So trying to make sure it’s as simplified as possible.
RR: Having that conversation of swivel chairing has changed so much over the last year. Now there are so many different AI tools that you can layer in, and somehow it seems like the number of tools has shot up. So making it simple is almost harder than ever and a bigger priority than ever.
Today, what are you prioritizing, Lisa, to help sellers break through? What’s new? What are you working on to help them cut through that noise and engage buyers effectively?
LM: Definitely AI at every step right now, because as you just mentioned, every tool that we use has some level of AI, and making sure that they understand which one is the best one to use in what workflow, in what step: prospecting, outreach, anything like that.
So really working hard. And as you said, it feels like the functionality is changing so much right now that I feel like every half day, my strategy of how we’re going to market with AI for our sellers changes.
RR: Yeah, and I love that point of utilizing a tool to its fullest. You invest in these things, you need them to work for you.
And one of the things that over the years you’ve spoken extensively about is using Digital Rooms as part of the way of simplifying the buyer journey, making it easier to engage your buyers, and then, to your earlier point, Madison, track what’s interesting to them, track who’s in there. So Lisa, with that being a key part of your strategy, can you walk us through why you leaned into that approach?
LM: When I was previously at SAP Concur, Digital Rooms were such a huge part of their strategy that they had an entire team dedicated to that. And so when I was there supporting Highspot, I actually didn’t have an opportunity to touch it. It felt like this really powerful feature that seemed unattainable to me.

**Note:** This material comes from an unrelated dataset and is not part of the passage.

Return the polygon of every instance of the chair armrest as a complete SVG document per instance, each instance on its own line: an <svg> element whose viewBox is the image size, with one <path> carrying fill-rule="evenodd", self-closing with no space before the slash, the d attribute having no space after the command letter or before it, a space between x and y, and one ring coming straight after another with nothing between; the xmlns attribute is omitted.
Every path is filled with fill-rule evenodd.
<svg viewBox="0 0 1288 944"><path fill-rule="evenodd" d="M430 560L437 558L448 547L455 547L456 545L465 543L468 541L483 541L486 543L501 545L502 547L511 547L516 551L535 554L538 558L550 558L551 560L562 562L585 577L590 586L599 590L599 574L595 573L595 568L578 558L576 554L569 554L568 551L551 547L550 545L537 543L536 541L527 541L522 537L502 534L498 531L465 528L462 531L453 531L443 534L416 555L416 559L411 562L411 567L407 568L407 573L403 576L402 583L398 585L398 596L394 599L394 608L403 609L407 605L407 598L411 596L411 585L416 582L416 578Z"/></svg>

And then when I came to Pluralsight and I was rolling it out here, I had to very quickly learn Digital Rooms, and I have to admit, I was intimidated because of the way that it was handled at my previous employer. But once I came here, I was like, “Oh, it’s actually super easy.” Digital Rooms are very easy to use. It takes just a few minutes to customize one.
And what I think is really important about Digital Rooms is what Madison was saying earlier, we don’t have a lot of opportunities to break through and stand out right now. You can send a link to something, you can add an attachment to an email, but being able to build out this very personalized space like a Digital Room, and share highly specific material that reflects the conversations that you’ve had with these accounts, that to me is a huge selling point and why Digital Rooms are so important to have in the seller workflow right now.

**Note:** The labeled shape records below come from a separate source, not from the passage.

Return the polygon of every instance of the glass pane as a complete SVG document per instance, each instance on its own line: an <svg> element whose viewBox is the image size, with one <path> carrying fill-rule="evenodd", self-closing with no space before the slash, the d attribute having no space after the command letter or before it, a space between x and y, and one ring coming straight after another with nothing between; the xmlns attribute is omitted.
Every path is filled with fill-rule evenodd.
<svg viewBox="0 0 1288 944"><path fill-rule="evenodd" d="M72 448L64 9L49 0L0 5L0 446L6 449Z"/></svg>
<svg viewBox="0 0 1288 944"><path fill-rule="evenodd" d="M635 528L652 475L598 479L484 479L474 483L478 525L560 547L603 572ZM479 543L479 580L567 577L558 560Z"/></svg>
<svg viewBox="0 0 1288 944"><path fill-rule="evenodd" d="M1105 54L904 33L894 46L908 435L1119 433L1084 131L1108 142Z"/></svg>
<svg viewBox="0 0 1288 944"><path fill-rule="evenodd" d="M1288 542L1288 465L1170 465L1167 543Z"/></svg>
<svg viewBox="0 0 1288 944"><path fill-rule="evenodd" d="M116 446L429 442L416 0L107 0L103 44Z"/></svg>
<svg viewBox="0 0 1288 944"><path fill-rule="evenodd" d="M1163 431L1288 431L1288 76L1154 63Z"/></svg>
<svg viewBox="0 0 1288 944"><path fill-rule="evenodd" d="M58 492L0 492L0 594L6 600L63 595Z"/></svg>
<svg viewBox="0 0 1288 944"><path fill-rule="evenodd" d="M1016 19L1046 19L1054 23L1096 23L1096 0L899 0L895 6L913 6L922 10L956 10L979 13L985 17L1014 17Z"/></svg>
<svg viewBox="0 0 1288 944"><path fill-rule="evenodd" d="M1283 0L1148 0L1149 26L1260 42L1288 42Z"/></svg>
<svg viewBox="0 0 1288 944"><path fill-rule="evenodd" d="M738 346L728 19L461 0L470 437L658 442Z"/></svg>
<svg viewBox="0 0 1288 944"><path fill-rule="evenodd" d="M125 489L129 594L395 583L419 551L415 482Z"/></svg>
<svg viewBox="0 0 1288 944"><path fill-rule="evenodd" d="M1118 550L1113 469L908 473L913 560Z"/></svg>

RR: I would be curious, Madison, because you’ve been here, you’ve traveled through the BDR to AE journey, and trialed all of these different processes at different stages of the sales cycle. From your experience hearing about this Digital Room strategy and thinking about how it shows up in your day-to-day, what kind of changed for you when you started using Digital Rooms?
Did you notice a difference in some of those challenges that you talked about earlier?
ML: I’ve used it on both the BDR level and the AE level, and it was really cool to see BDRs start to really lean into this because you’re really bringing that research to the prospect. You’re distilling down what aspects of the solution might be the most impactful, and then you put it in a Digital Room, you wrap it in a bow, and then you send it out.
And it was cool to have the BDRs get involved with this because when you come in as a BDR, you’re typically newer in sales, newer to the product, and you’re still learning the best way to pitch it. So that was a little bonus from leveraging the Digital Rooms, getting the BDRs to start to really read the one-pagers, learn about the different capabilities so that they could use that in their pitches. And then, yeah, it’s a good way to stand out.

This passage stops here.